John Cort: India Summer
Summertime always gives us a good break from the semester’s schedule of classes, exams, and papers — both for students and professors — but that doesn’t mean it’s downtime for anyone. Summer for most faculty and many students means digging in on research in their disciplines, whether it’s working with summer scholars on campus, traveling to learn and exchange information, or focusing on reading and writing to keep up with their fields of expertise.
For John Cort, Professor of Asian and comparative religions, India has been his summer and sabbatical destination for decades, conducting research as an eminent scholar of the Jain tradition of South Asia as well as the society, culture, and history of western India. He returned to New Delhi and Mumbai for June and July of 2018 to continue a range of engagements, and from there traveled to Warsaw, Poland for the 13th annual conference on Early Modern Literatures of North India.
Cort, who holds the Judy Gentili chair in international studies, finds it’s imperative to visit India on a regular basis to keep up with the changing country and evolving research. “Spending two to four weeks in India during the summer allows me to engage in detailed conversations with colleagues in cities like Delhi, Ahmedabad, and Mumbai, to do some of my own research, and to connect with former Denison students. I call them students, which they were when I was formally their teacher in college,” Cort adds, “but now I find that I have so much to learn from them, as they pursue fascinating careers in India, that the relationship has reversed.”
The Association for Asian Studies is the primary organization for scholars of Asia in North America, and this summer their conference was held for the first time in South Asia, in New Delhi. Together with a professor of anthropology at Adelphi University, Cort presented a session that looked at different aspects of the culture, society, and politics of Gujarat in western India, and asked scholars to consider ways that cultural geography in India often does not match with the on-the-ground contemporary political borders. The discussions were lively, and the conference as a whole brought connections that will inform future learning opportunities for the Denison community.

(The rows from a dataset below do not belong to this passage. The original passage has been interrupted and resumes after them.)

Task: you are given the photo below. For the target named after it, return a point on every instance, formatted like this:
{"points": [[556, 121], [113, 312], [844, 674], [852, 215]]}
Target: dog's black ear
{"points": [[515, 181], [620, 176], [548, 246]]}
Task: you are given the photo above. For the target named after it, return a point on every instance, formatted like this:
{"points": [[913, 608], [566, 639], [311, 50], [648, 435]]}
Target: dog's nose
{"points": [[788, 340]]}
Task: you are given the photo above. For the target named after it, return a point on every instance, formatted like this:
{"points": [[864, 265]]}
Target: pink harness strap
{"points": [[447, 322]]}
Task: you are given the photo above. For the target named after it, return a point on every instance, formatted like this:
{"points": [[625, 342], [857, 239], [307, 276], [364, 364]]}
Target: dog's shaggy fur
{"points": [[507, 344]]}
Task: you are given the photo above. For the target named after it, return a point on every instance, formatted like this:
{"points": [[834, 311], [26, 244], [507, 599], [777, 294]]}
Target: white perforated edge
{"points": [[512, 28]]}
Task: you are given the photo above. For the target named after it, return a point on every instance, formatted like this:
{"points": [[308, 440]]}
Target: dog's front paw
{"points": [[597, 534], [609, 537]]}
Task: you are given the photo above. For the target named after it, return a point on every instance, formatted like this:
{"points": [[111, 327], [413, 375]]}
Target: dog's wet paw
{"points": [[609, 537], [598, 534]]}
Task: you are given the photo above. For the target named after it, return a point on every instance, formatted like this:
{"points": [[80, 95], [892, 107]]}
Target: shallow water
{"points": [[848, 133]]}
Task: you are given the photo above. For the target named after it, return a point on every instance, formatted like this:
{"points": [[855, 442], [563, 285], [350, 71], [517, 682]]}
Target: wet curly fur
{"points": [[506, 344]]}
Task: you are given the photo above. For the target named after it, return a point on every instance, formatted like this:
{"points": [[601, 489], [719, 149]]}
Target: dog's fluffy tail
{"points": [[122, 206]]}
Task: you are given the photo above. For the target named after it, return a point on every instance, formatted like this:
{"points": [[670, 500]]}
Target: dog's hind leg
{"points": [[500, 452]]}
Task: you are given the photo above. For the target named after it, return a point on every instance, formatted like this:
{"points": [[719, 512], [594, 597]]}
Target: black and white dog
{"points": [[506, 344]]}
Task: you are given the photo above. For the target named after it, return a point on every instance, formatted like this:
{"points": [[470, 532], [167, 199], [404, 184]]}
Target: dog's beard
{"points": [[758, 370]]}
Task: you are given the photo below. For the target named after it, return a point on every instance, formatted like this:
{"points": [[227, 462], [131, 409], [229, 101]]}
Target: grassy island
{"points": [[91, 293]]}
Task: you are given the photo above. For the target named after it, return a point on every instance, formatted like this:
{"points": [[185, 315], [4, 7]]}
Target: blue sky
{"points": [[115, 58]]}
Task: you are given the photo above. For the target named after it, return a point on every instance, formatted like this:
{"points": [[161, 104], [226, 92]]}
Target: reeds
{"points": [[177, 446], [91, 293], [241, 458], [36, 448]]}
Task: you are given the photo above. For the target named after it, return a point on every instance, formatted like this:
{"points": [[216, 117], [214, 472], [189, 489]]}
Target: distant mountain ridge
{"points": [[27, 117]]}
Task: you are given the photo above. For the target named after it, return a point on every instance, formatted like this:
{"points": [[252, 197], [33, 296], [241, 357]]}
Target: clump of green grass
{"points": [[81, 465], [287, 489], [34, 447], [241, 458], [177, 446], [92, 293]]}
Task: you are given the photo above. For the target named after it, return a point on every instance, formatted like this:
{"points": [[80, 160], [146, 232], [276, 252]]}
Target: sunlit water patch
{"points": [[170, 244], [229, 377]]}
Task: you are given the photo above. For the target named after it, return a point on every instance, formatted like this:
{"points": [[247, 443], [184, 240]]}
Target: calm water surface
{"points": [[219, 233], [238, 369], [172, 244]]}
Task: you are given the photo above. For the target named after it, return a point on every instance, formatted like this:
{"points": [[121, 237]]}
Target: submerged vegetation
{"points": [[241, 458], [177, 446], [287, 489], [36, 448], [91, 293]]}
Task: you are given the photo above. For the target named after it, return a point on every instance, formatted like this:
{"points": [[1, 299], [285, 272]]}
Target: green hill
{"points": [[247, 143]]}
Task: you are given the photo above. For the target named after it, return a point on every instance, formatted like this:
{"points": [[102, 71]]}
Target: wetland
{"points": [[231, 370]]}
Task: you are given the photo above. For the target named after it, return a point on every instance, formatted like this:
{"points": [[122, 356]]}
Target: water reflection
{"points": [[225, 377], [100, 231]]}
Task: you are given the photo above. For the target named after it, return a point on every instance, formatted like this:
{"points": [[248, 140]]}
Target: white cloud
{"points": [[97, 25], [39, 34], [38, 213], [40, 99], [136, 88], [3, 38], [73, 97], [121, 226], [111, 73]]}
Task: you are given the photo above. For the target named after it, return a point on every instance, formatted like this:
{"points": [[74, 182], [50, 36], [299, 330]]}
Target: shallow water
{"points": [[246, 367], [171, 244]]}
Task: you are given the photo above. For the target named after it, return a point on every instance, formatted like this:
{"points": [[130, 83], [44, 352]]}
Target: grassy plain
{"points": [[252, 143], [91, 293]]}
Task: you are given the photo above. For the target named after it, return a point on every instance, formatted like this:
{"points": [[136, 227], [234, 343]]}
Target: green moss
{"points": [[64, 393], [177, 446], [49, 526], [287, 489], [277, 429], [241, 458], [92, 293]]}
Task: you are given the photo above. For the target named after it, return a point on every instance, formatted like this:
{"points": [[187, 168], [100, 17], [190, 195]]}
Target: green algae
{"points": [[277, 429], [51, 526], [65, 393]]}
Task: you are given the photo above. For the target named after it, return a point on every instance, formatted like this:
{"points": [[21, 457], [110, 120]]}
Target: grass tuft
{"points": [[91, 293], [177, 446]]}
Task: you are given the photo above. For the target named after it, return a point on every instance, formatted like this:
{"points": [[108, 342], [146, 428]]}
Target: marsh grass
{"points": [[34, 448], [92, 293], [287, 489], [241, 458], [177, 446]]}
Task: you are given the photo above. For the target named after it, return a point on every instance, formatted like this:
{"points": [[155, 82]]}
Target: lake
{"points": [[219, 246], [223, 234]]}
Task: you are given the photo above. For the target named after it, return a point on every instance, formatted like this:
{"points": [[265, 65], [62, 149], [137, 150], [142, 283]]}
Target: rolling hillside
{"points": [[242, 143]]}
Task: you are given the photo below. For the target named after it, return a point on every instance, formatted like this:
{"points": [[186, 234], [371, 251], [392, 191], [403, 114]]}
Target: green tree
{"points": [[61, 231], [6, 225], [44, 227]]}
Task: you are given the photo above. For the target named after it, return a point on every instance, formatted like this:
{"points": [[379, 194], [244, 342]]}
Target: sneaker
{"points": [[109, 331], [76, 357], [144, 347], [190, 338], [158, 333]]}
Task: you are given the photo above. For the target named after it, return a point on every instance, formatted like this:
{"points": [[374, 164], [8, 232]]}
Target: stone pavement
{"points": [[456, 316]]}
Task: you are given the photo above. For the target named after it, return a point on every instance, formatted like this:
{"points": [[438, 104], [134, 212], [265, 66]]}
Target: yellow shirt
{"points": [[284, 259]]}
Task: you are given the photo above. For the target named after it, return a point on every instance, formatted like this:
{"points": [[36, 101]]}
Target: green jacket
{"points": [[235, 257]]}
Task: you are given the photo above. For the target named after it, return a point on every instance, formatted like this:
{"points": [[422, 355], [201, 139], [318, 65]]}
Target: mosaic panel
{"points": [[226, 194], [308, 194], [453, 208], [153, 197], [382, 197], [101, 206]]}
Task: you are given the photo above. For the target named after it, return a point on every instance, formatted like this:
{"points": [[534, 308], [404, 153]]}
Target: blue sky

In Mumbai, Cort presented a public lecture at Jnanapravaha, a private educational institution that “aims to provide a neutral yet stimulating space for the global exchange of creative Indian thought.” Cort spoke about his research on the temples, icons and rituals of the ancient Indian religion of Jainism.
While he was in Mumbai, he also connected with two of his former students from Denison, Nitya Daryanani ’14 (anthropology-sociology and international studies) and Gauri Bhure ’04 (international studies and English literature).
Bhure is now head of the India Committee of United World Colleges, a global network of 15 colleges that provide the final two years of secondary education to students from throughout the world, with the goal of “transmitting a spirit of mutual understanding to young people to help them overcome prejudice and antagonism through working and living together [and thus] enabling them to act as champions of peace.”
Cort observed, “It is a joy to meet with Denison alumni throughout the world. I’m always so impressed with what they’re doing, and there’s real pride in being associated with them and with Denison.”